We organized a meeting On Friday 30 December and talked for three hours. It was Brian, Garrett Cobarr whose site is Whole Thinking, Jacob Caggiano of Journalism that Matters and Future Soup, Christopher Sheats of the Washington Pirate Party, Mark Swanson and I.
We talked about the problems of academic journals. The traditional model for publishing in academic journals is that they publish research articles written by scientists who submit them to the journal. The journal arranges a peer-review for the articles, then publishes the article which its editorial system finds to be best. The journal’s marketing team then sells the journal, usually to libraries along with many other journals which a third party sells as a collection of subscriptions. One example of a commercial online database through which a library may access articles in their subscribed journals is Elsevier, so technology exists to serve online articles to users. This system is problematic for the following reasons:
- Much of the research which scientists do is government-funded. The scientists write the articles then donate them to journals, which publish them as commercial content. The public pays taxes for the research, then pays the publishers when public libraries buy their journals. Some people say that the journals are overpriced because online publishing is extremely low cost and their publishing fees are extremely high.

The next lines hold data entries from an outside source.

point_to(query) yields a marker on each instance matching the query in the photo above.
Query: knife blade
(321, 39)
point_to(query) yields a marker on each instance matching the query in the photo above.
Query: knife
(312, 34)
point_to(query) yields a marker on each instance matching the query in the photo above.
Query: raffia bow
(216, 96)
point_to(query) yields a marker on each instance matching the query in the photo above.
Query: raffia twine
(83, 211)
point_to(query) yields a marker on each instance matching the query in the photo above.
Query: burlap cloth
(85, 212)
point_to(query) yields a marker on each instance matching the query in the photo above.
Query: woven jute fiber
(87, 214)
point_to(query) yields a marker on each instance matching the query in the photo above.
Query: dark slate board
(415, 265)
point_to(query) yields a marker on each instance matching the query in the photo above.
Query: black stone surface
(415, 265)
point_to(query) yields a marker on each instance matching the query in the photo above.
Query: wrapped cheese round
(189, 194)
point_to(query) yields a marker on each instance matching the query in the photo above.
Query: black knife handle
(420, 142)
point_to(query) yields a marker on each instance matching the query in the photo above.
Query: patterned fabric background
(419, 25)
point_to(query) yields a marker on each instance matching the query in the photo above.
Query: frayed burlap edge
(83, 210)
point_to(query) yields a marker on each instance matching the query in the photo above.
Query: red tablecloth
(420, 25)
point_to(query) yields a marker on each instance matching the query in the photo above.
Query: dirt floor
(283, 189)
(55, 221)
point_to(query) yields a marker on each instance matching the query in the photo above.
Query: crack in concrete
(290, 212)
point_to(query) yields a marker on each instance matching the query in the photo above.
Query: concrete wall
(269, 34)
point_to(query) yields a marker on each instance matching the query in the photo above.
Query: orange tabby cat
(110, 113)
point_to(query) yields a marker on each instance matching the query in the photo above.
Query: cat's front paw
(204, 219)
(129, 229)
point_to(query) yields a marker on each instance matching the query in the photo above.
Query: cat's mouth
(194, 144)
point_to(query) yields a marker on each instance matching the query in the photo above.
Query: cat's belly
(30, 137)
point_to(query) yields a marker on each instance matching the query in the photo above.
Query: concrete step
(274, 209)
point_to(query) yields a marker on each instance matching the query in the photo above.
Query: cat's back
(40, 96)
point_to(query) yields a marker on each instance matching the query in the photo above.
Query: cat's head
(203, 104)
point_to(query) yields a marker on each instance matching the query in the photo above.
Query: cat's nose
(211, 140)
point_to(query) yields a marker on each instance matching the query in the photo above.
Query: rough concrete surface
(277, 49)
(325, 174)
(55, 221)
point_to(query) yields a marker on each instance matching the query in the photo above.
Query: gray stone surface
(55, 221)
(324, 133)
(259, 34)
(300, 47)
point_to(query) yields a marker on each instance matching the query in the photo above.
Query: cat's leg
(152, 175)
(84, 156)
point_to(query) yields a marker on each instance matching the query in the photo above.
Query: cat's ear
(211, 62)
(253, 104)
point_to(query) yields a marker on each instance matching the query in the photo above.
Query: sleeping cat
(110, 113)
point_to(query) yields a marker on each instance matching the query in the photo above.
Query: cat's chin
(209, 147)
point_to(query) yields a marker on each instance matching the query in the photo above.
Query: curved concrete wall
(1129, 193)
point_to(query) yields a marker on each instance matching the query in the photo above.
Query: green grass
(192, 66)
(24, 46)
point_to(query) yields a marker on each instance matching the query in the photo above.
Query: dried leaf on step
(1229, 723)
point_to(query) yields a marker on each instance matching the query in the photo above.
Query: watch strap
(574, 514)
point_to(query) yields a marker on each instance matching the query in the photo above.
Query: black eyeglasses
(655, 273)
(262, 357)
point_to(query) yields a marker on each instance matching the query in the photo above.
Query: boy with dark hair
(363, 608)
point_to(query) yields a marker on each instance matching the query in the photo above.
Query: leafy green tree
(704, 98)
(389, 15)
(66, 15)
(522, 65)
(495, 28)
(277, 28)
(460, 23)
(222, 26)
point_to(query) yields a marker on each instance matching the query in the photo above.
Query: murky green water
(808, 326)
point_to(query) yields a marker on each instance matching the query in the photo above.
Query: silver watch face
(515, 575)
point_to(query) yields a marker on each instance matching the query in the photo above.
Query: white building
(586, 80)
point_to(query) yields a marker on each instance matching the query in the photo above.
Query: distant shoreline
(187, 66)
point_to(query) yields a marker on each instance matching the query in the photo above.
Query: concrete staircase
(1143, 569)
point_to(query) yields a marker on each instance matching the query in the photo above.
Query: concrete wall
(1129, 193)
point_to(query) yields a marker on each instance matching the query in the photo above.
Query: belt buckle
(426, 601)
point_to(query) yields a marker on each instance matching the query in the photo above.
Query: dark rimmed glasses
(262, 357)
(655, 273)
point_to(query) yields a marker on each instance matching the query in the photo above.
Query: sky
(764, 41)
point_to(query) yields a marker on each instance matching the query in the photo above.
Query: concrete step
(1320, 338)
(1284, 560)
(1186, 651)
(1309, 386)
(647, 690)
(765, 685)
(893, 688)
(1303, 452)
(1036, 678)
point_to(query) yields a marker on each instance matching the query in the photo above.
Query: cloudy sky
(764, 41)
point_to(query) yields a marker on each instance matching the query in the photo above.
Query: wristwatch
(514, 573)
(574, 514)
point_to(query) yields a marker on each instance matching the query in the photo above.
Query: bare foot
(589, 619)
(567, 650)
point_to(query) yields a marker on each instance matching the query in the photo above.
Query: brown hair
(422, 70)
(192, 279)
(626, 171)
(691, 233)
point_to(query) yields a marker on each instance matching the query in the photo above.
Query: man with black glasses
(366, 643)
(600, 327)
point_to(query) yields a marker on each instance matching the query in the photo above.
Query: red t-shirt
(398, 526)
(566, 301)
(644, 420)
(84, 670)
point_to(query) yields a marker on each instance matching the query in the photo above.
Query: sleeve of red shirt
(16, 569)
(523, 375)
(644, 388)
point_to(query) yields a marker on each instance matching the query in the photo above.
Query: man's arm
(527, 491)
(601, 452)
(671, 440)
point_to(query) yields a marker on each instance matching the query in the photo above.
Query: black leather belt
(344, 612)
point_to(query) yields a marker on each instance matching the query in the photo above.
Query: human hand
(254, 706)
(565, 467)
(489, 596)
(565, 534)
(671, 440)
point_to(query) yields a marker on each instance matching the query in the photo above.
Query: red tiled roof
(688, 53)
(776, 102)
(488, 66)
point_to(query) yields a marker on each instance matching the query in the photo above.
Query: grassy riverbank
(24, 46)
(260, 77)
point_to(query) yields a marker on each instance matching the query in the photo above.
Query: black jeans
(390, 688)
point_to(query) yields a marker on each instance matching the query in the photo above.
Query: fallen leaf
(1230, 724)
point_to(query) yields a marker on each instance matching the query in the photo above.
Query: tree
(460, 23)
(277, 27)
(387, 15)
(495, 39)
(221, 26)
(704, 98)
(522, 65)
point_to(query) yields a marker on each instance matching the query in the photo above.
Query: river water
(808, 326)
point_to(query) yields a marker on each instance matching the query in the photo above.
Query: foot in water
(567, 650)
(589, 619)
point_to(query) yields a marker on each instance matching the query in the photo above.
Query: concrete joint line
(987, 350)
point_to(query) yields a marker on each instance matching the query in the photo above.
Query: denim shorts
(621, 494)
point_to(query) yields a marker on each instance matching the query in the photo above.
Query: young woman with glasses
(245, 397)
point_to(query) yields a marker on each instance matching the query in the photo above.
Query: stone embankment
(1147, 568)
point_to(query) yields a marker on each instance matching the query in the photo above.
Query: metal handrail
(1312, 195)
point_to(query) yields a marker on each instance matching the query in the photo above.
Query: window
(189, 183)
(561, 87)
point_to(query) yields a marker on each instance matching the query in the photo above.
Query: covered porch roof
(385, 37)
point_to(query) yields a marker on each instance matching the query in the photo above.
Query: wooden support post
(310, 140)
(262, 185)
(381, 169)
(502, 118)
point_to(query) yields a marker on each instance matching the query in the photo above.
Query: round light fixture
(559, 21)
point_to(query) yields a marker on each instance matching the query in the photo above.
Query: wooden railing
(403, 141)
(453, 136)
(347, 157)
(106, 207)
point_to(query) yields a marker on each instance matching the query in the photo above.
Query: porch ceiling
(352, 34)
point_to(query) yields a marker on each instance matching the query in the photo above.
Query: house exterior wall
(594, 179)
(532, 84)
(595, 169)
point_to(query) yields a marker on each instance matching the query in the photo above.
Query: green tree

- The journals are each private entities whose editorial boards have bias. They choose what to publish and what to not publish and the views of the journal board may not reflect the desires of contemporary scientists in the field.
- The journals are not infinite in size. They cannot publish all good information, whereas another media like an online repository would be limitless.
- The peer review process is not transparent.
- The journal review process has become outdated as compared with contemporary internet culture.
- Journals promote the use of copyright on articles which they publish, whereas many scientists may want their work freely distributed.
The Open Science Federation works in many projects and especially with the Northwest Association of Biomedical Researchers (NWABR), but it does not currently have a megaproject of international utility. Right now we are exploring our options for getting involved somehow in journal reform.